La géographie hôtelière de Centre-Val de Loire est organisée autour d'un axe ligérien fort — Tours, Blois, Orléans, Amboise — auquel s'ajoutent les capitales départementales en arrière-pays. Tours domine largement le classement avec 47 hôtels et 2 143 places en 2026, représentant à elle seule 7,9 % des établissements et 10,5 % des places de la région. Malgré un léger recul (−2 hôtels, −42 places sur deux ans), Tours reste la première destination hôtelière régionale, portée par son attractivité touristique, universitaire et d'affaires.
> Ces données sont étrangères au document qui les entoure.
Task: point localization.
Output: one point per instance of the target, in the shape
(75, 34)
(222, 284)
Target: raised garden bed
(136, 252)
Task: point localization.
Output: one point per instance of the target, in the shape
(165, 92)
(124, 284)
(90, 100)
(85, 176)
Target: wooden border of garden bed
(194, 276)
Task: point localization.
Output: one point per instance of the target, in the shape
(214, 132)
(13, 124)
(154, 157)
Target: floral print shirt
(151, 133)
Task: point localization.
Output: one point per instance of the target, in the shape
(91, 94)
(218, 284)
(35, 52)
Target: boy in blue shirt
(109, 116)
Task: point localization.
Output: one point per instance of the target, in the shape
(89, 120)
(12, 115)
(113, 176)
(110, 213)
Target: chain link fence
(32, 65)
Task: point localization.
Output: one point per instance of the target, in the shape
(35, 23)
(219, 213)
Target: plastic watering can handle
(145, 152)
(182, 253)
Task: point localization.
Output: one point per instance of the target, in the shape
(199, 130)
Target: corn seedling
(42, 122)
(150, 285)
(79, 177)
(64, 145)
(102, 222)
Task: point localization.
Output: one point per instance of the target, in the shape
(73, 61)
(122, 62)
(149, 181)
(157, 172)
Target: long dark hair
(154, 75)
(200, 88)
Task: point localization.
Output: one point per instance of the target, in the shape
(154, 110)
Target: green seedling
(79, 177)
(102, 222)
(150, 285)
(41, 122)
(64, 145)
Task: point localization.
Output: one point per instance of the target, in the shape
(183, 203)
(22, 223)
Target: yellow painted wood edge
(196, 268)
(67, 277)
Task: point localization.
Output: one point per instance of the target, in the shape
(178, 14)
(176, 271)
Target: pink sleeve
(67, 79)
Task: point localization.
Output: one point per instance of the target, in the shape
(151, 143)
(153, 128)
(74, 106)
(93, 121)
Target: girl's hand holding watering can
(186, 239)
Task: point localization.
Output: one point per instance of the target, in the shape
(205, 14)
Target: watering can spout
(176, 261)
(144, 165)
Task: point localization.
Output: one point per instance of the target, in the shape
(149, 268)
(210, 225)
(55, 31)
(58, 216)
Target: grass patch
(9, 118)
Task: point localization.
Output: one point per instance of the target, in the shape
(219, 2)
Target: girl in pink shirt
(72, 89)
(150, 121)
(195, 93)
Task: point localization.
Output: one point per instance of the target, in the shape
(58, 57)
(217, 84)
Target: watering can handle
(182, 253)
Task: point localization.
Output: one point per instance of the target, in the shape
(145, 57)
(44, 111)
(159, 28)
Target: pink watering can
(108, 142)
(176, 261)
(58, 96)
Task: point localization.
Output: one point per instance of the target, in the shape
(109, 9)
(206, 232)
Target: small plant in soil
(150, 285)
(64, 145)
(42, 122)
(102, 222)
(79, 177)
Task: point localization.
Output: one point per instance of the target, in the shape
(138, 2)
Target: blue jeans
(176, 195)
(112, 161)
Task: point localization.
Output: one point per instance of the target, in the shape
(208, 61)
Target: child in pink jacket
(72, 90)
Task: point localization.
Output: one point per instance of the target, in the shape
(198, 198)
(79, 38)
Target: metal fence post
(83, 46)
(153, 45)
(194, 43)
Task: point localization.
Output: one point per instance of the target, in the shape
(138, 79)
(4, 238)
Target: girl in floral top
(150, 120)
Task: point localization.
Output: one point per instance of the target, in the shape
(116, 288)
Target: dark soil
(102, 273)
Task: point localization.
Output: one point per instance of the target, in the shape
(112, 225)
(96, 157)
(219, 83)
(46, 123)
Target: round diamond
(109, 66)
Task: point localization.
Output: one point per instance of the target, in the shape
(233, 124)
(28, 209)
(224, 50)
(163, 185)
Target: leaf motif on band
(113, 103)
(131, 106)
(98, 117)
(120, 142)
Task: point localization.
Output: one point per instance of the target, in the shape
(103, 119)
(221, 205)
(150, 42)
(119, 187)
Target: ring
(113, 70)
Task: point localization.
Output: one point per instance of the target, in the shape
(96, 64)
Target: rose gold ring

Blois (23 hôtels, 1 062 places) et Orléans (23 hôtels, 1 190 places) se partagent la deuxième position en nombre d'établissements, toutes deux en progression sur la période. Orléans affiche la plus forte croissance de capacité parmi les grandes villes (+123 places, +11,5 % en deux ans), reflétant des créations ou extensions d'établissements dans la métropole. Amboise (19 hôtels, 557 places), bien que de taille modeste, affiche une progression remarquable qui témoigne de l'attractivité hôtelière du château d'Amboise et du site de la dernière demeure de Léonard de Vinci. Saran, commune périphérique d'Orléans à vocation logistique et industrielle, enregistre la plus forte progression relative du top 10 : +3 hôtels et +214 places en deux ans.

CVL6

 

Synthèse et perspectives

Le parc hôtelier de Centre-Val de Loire sur la période 2024-2026 présente un bilan contrasté : une contraction du nombre d'établissements plus forte que la moyenne nationale (−4,7 % contre −3,9 % pour ARA ou −3,5 % pour BFC), conjuguée à une capacité quasi stable (−0,1 %) et à une montée en gamme perceptible dans le segment 3 étoiles. La chute brutale de 30 établissements en 2026 — après une stabilité en 2025 — est le signal le plus préoccupant de la période.

Points de vigilance

  • L'Indre-et-Loire, premier département de la région, subit la contraction la plus sévère (−8,9 % en établissements, −5,4 % en places). La fragilité du parc hôtelier dans les communes rurales du Val de Loire touristique mérite une attention particulière de la part des acteurs locaux.
  • La chute de 30 établissements en 2026, après une quasi-stabilité en 2025, suggère que des facteurs conjoncturels (hausse des coûts énergétiques, durcissement des normes, pressions sur la rentabilité) ont déclenché une vague de fermetures qui pourrait se prolonger.
  • Les 2 étoiles reculent de −9,4 % en établissements dans une région dont ce segment représentait historiquement le socle de l'offre dans les villages ligériens. Leur disparition fragilise l'accueil d'une clientèle touristique à budget intermédiaire.
  • Chinon (−2 hôtels sur deux ans) et Chambray-lès-Tours (stable mais avec une baisse de capacité de −78 places) signalent une légère érosion dans des communes à forte valeur patrimoniale.


Signaux positifs

  • Le Cher et l'Indre maintiennent leurs parcs stables, voire en légère progression de capacité, signe d'une résilience dans les territoires ruraux moins exposés à la pression concurrentielle.
  • Orléans, Blois et Amboise affichent des progressions en nombre d'établissements et en capacité, confirmant la vitalité hôtelière des villes de la Loire bénéficiant d'un tourisme patrimonial structuré et d'une clientèle d'affaires régulière.
  • Le segment 3 étoiles progresse de +4 établissements et +512 places : c'est le seul grand segment en croissance nette, témoignant d'une requalification du parc vers un positionnement intermédiaire de qualité, bien adapté à la clientèle du Val de Loire.
  • La capacité moyenne par hôtel progresse dans tous les départements (+4,8 % en moyenne régionale), signe d'une meilleure capitalisation des établissements subsistants et d'une plus grande solidité économique du parc résiduel.